In vitro toxicity evaluation of Ti4+-stabilized γ-Bi2O3 sillenites

•Bi12TiO20 microparticles with γ-Bi2O3 structure show low cytotoxicity.•NO release/ROS production is directly/inversely proportional to γ-BTO concentration.•NO release is more prominent for fibroblasts and neurons compared to hepatocytes.•Intracellular ROS production is greater in the case of hepatocytes.•Cell proliferation appears after longer treatment times (48 and 72 h).

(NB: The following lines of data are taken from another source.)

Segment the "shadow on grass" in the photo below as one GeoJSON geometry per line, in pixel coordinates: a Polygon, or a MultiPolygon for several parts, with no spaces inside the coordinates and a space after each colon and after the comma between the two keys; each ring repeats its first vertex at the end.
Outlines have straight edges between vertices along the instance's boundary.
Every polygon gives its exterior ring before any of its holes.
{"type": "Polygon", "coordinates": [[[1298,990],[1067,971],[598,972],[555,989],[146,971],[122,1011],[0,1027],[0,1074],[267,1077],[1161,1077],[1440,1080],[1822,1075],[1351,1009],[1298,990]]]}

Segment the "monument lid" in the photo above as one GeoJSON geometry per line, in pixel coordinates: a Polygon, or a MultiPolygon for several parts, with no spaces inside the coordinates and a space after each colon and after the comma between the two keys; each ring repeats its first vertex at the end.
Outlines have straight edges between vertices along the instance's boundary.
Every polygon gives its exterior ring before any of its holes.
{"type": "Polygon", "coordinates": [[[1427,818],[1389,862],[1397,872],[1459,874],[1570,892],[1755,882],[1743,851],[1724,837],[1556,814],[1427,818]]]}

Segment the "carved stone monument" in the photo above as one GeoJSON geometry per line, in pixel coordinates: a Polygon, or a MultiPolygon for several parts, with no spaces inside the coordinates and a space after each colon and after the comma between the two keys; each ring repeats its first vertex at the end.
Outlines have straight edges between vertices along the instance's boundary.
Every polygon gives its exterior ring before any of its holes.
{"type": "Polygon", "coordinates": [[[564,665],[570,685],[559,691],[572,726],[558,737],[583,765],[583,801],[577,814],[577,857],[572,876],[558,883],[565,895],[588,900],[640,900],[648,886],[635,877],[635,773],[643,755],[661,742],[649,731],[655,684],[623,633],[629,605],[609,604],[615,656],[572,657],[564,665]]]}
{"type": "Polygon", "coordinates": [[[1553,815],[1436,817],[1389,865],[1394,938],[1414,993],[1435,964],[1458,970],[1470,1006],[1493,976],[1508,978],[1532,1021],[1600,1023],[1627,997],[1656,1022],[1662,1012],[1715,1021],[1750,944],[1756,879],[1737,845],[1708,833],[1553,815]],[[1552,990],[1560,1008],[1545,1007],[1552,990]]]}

We report results regarding the in vitro toxicology of γ-Bi2O3 represented by its isomorphous phase Bi12TiO20 (γ-BTO). The γ-BTO microparticles were synthesized by two methods: coprecipitation from a bismuth nitrate-tetrabutyl titanate solution and solid state reaction of Bi2O3 and TiO2 oxides. The structural and morphological characteristics of the obtained materials were determined using X-ray diffraction (XRD), selected area electron diffraction (SAED), transmission (TEM) and scanning (SEM) electron microscopy. The elemental composition was investigated using energy dispersive spectrometry (EDS). The cytotoxicity and oxidative/nitrosative stress (intracellular reactive oxygen species (ROS) and nitric oxide (NO) release) induced by the studied microparticles in HepG2, SH-SY5Y and 3T3-L1 cell cultures were determined using the MTT, DCF-DA (2′,7′-dichlorfluorescein-diacetate) and Griess methods respectively. Depending on the cell type and γ-BTO concentration, results showed only weak cytotoxic effects after 24 h of γ-BTO exposure and cell proliferation effects for longer treatment times. Only reduced NO release increases (corresponding to high γ-BTO concentrations) were detected in case of SH-SY5Y and 3T3-L1 cells. The intracellular ROS production (higher for HepG2 cells) appeared inversely proportional to the γ-BTO concentration.The obtained results indicated a promising in vitro biocompatibility of γ-BTO and encourage further studies regarding its potential for biomedical applications.